Narrano gli arabi di una maledizione sopra quelle acque, dal tempo dei Rumi, i Romani, in poi. Scomparsi i Rumi che le raccolsero, guai a chi tentasse di renderle prigioniere ancora! Guai, tre volte guai, a chi tentasse poi di addurle in cattività, lontane dal suolo donde Allah le fè scaturire! Ma la città di Sfax, assetata in riva al mare e al suo porto ricco di traffici, pensò alle linfe di Sbeitla perdute vanamente nella sabbia. Gran rumore e ammutinamento di tutta la popolazione araba. La faccia del sole si sarebbe oscurata, cataclismi e sciagure su tutta la terra, se la maledizione vetusta venisse sfidata.

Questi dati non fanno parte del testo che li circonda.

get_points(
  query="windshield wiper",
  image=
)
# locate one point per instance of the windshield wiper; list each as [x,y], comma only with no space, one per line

Occorsero soldati, cariche di cavalleria e fucili per domare la sedizione; e soldati e fucili a custodire i lavori, durante tre o quattro anni; sinchè furono condotti a termine.

La mattina del 28 luglio 1914, con una cerimonia solenne, a Sfax veniva ufficialmente inaugurato lo scaturire del primo zampillo dell'acqua stregata di Sbeitla. La mattina del 28 luglio: zampillare di sangue sul mondo…..

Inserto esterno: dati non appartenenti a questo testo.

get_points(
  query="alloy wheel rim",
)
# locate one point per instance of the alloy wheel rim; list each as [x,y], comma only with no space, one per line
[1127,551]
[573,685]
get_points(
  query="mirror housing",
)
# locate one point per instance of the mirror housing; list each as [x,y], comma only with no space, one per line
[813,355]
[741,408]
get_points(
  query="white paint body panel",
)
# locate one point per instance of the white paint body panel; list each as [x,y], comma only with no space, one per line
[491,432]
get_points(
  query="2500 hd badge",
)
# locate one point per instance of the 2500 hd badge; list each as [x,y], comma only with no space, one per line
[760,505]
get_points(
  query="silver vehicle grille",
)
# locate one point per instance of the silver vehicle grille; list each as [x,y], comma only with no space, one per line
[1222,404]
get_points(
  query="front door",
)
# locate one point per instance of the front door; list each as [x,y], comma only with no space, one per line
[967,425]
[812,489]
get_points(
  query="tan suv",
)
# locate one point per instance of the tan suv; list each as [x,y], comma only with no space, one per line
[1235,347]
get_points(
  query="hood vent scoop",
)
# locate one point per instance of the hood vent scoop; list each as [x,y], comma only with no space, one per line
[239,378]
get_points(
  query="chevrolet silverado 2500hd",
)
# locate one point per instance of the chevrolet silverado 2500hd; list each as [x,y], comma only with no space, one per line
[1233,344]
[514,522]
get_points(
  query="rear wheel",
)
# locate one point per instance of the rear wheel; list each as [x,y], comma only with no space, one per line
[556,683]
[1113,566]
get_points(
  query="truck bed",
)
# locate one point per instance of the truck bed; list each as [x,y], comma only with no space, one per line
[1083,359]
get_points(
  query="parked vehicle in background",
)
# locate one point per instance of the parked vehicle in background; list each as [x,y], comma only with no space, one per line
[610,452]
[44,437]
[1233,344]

Dovunque andasse, prima cura di Roma, la costruzione di un acquedotto. Poi le terme; in terzo luogo, veniva il teatro.

Erano i tre segni del suo andare, per le vie miliari diritte, dove il miglio era il suo passo, misurato sui mille passi ritmati delle legioni. Il palazzo è assiro; la tomba, egizia; il tempio, greco; segni di una forza che sempre più si spiritualizza, e a cui la comunità sempre più partecipa. Ma l'arco, unità ed equilibrio di spinte opposte, è invenzione italica, e Roma lo utilizza per cementare e consacrare l'equilibrio delle spinte sociali antagonistiche nell'unità dello Stato. Anfiteatro, terme, acquedotto, le concrete civiltà della vita pubblica son romane.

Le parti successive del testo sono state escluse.